My question is not technical since i’m aware of kibraries such as Gson or Jackson. My question is wether there is a recommended way to create an instance of a contract by its corresponding json (it’s a huge one by the way)
My end game is to submit and exercise a Command with this contract
There is no recommended way to decode the JSON API responses in Java atm. You have to implement it yourself.
I’ll ask it differently:
I want to exercise a multi party submission command on a certain contract which i fetched from a Ledger.
According to my knowledge, for a single party submission, i need to create a com.daml.ledger.javaapi.data.Command and use the Ledger client to “submitAndWait” it.
My question is: Given a contractId, what are the steps to perform such operation (submit multi party command)
Is there a constructor like CreateAndExerciseCommand(templateId, createArguments, choice, choiceArgument) that receives the contractId as an argument?
If you want to exercise a choice on a contract id use ExerciseCommand
instead of CreateAndExerciseCommand
. You don’t need to fetch the contract for that. The command is also independent of whether you do a multi-command submission or not.
For a multi-party submission you need to set actAs
and readAs
on the commands.
Note though that you also need a token for those parties and Daml Hub does not issue multi-party tokens at the moment so while you can use that locally you cannot make multi-party submissions against hub.
Is “Submit Multi” only supported in sandbox (via Java)?

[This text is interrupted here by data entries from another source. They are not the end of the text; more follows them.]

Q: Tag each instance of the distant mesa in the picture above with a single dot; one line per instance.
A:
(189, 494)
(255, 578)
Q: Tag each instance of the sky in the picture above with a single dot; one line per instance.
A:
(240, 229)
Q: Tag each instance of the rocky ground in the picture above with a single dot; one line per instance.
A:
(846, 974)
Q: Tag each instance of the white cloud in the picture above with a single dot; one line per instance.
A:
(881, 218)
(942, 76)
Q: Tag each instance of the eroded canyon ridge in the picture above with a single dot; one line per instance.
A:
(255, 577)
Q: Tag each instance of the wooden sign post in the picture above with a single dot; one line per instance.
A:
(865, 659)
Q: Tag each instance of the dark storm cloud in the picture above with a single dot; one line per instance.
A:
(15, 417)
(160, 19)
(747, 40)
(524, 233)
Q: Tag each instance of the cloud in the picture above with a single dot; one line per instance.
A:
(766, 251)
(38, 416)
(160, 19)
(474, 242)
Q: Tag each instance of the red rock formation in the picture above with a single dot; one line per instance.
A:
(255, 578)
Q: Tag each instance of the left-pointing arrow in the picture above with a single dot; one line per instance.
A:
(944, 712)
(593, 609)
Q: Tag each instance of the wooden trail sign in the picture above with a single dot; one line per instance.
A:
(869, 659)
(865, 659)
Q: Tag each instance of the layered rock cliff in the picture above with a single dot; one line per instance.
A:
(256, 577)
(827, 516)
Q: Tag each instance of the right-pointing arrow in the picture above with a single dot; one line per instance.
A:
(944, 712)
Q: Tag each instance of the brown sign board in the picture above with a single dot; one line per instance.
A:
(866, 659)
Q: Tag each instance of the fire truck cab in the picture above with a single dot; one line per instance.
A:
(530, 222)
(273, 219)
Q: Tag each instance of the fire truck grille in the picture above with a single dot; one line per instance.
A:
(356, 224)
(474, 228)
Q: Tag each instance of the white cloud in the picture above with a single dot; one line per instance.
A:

I’m asking because i’m pretty sure it’s supported in DAML against damlhub…
It’s supported against any ledger. The issue is not the lack of ledger support in Daml Hub but the fact that the Hub IAM does not issue you a token for multiple parties.
I thought that “Submit Multi” for two parties receives as an input two separated tokens. According to you it requires a single token allocated for multiple parties and that’s not supported?
Exactly.
@liav To correct @cocreature slightly, you have to ask hub to create a multiparty token for you, which you can do using the cli damlhub-cli - npm, please see
damlhub-cli ledger multipartyToken
With that token you can make submitMulti
requests as those are natural requests via the LedgerAPI. The only wrinkle is that all of the parties that you aggregate into a single token must be controlled by the party that created the ledger; which I think is true in your case.